Un fonctionnaire du ministère de la Culture « lauréat » d’un marché public du ministère de la Culture, a-t-on jamais vu une chose pareille ? Bonjour le conflit d’intérêt avec un architecte à la fois juge et partie ! Une réponse qui suscite donc encore plus d’interrogations autour de ce projet.
Pourtant, les questions restées elles sans réponse étaient simples : Qui est à l’initiative du Plan B ? Quand ont débuté les études à l’agence ? A quel moment l’agence LAN a-t-elle eu connaissance de ce plan B ? Quel était le montant des travaux de maîtrise d’oeuvre pour l’agence Chatillon pour les travaux de restauration dans le projet LAN ? Quel est le montant prévu pour l’agence Chatillon dans le Plan B ? A combien se montent les économies réalisées par le Plan B en regard du budget qui avait été accepté au stade DCE ?
Il faut croire que ces informations ne sont pas publiques !

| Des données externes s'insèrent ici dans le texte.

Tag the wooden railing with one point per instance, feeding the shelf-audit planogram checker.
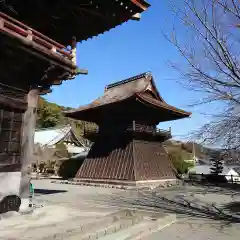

En tout état de cause, c’est bien la première fois qu’un architecte en chef des monuments historiques, depuis 2004 en l’occurrence, s’appuie sur son statut de fonctionnaire pour refuser de parler de son projet. François Chatillon était plus disert pour expliquer au Monde en 2018 les ressorts de son travail. « Le problème est l’apparente proximité des architectes avec le patrimoine récent. Les constructions d’il y a trente ans semblent simples au niveau conceptuel, mais elles sont très complexes dans le détail. La proximité historique laisse croire aux architectes qu’ils peuvent facilement intervenir, c’est faux. Il y a cette fausse idée que tout le monde peut maîtriser ce patrimoine », expliquait-il alors. Compris les architectes qui n’y comprennent rien ? Alors confier le Grand Palais à LAN…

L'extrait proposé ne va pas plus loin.